Impute missing values via random forest (missForest)
Source:R/impute_missing.R
impute_missforest.RdWraps missForest to impute numeric columns using non-parametric random forests.
Requires the missForest package to be installed (Suggests). Non-numeric columns
are untouched. If no numeric columns contain NAs, data is returned unchanged.
Arguments
- data
A data.frame or tibble containing missing values.
- ntree
Integer; number of trees to grow in each forest (passed to missForest). Default 100.
- cols
Optional character vector of numeric columns to impute. Defaults to all numeric columns with at least one NA.
- verbose
Logical; if TRUE, prints progress and a completion summary. Default FALSE.
- ...
Additional arguments passed to missForest::missForest().
Details
Notes:
missForest uses iterative RF training; it can be slow on wide/high-NA data.

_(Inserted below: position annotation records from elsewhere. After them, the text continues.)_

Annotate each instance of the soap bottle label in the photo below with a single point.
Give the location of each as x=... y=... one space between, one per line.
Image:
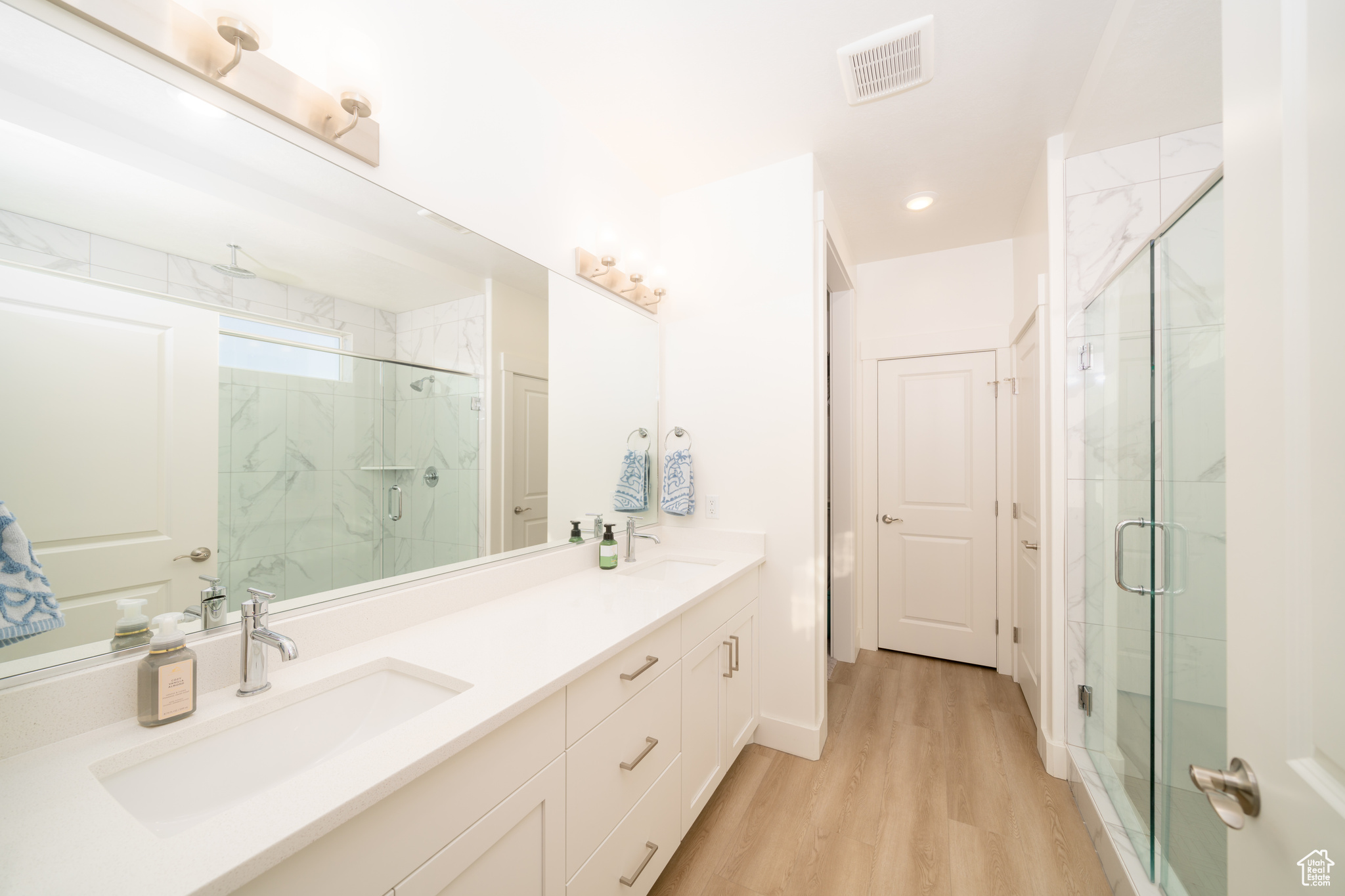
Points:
x=175 y=688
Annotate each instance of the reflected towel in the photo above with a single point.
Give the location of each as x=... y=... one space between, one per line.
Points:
x=27 y=606
x=678 y=482
x=632 y=486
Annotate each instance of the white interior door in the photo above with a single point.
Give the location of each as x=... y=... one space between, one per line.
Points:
x=937 y=505
x=1025 y=400
x=527 y=461
x=110 y=454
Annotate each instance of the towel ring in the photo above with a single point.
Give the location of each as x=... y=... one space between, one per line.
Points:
x=678 y=431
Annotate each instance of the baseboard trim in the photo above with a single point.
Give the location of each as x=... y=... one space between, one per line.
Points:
x=1118 y=857
x=790 y=738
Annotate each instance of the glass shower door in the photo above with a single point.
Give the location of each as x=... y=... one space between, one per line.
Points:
x=1191 y=486
x=1119 y=485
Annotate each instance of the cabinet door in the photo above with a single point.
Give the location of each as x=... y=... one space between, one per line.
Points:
x=704 y=677
x=517 y=849
x=741 y=702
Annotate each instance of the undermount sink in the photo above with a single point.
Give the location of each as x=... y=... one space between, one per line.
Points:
x=185 y=786
x=673 y=568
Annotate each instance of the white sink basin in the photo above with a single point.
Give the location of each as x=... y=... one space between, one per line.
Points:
x=671 y=568
x=185 y=786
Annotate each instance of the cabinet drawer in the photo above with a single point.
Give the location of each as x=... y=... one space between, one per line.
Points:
x=600 y=691
x=603 y=790
x=704 y=618
x=654 y=822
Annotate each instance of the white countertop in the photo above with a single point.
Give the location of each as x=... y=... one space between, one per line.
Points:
x=64 y=832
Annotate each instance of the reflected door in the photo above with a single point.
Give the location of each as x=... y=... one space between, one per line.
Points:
x=937 y=503
x=116 y=472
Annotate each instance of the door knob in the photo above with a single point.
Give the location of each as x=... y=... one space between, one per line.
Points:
x=1232 y=794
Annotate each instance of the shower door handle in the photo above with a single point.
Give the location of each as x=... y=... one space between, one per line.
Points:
x=1118 y=547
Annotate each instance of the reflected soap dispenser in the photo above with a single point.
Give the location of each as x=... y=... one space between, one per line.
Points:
x=165 y=680
x=132 y=629
x=607 y=548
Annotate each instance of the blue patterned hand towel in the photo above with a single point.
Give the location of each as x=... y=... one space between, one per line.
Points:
x=27 y=606
x=678 y=482
x=632 y=486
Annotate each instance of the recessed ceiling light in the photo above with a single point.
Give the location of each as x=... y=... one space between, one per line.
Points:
x=919 y=202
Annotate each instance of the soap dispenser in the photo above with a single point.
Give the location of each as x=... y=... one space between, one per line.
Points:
x=607 y=548
x=132 y=629
x=165 y=680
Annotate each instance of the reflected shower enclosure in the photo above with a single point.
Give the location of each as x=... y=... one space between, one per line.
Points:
x=337 y=471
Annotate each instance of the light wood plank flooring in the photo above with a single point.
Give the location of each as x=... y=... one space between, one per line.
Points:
x=930 y=784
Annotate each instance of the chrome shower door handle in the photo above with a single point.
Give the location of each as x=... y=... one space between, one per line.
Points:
x=1118 y=545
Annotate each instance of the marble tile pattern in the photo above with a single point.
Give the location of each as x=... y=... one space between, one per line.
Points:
x=1116 y=198
x=447 y=335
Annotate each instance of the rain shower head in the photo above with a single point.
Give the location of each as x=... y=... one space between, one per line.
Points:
x=232 y=269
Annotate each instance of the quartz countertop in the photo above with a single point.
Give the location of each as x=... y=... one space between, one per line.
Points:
x=65 y=833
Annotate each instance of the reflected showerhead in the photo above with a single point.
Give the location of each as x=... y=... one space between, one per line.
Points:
x=232 y=269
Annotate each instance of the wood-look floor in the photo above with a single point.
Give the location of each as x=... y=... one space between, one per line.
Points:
x=930 y=784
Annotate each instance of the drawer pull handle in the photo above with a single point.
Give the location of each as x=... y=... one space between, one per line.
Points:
x=653 y=848
x=632 y=676
x=628 y=766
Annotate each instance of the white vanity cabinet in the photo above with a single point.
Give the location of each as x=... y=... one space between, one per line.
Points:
x=588 y=793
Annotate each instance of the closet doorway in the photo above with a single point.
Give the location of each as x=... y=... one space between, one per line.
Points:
x=937 y=507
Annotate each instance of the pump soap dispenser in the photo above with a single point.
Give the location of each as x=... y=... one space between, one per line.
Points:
x=165 y=680
x=132 y=629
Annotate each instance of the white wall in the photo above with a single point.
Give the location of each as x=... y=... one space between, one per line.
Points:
x=741 y=339
x=969 y=288
x=598 y=402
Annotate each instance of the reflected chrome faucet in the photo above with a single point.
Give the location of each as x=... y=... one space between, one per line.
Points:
x=631 y=535
x=257 y=637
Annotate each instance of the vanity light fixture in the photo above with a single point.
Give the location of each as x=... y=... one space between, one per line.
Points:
x=919 y=202
x=358 y=106
x=238 y=34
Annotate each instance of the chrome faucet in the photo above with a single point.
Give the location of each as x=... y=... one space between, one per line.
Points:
x=213 y=609
x=252 y=653
x=631 y=535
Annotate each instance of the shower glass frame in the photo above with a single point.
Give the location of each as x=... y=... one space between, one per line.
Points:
x=1153 y=450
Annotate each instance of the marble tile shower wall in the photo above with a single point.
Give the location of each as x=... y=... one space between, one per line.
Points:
x=74 y=251
x=1114 y=200
x=298 y=511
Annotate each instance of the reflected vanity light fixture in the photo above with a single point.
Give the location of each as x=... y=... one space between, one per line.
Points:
x=602 y=270
x=358 y=106
x=238 y=34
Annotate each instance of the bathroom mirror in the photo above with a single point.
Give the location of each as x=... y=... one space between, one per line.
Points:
x=227 y=356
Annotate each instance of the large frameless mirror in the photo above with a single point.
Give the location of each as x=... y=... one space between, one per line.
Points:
x=229 y=359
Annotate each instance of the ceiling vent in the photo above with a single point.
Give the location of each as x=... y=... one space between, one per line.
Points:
x=888 y=62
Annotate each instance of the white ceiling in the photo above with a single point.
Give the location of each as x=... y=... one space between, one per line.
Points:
x=693 y=92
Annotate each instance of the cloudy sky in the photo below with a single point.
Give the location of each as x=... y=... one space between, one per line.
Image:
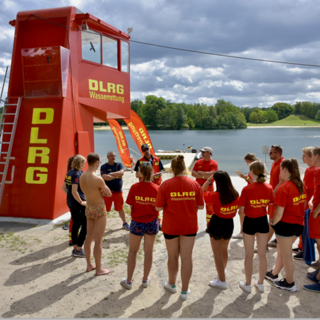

Errors (e.g., insufficient unique values) are caught and a deterministic mean imputation fallback is applied to the selected numeric columns.
References
Stekhoven DJ, Buhlmann P (2012). “MissForest—non-parametric missing value imputation for mixed-type data.” Bioinformatics, 28(1), 112–118. doi:10.1093/bioinformatics/btr597 .
Examples
# \donttest{
if (requireNamespace("missForest", quietly = TRUE)) {
df <- tibble::tibble(a = c(1, NA, 3), b = c(2, 4, NA), c = 5)
impute_missforest(df, ntree = 50, verbose = TRUE)
}
#> impute_missforest(): preparing inputs (3 rows, 2 columns)
#> Warning: impute_missforest(): missForest failed; falling back to mean imputation.
#> Warning: impute_missing(): column 'a' has high missingness (33.3%).
#> Warning: impute_missing(): column 'b' has high missingness (33.3%).
#> impute_missforest(): results: fallback mean imputation; imputed 2 values across 2 columns.
#> # A tibble: 3 × 3
#> a b c
#> <dbl> <dbl> <dbl>
#> 1 1 2 5
#> 2 2 4 5
#> 3 3 3 5
# }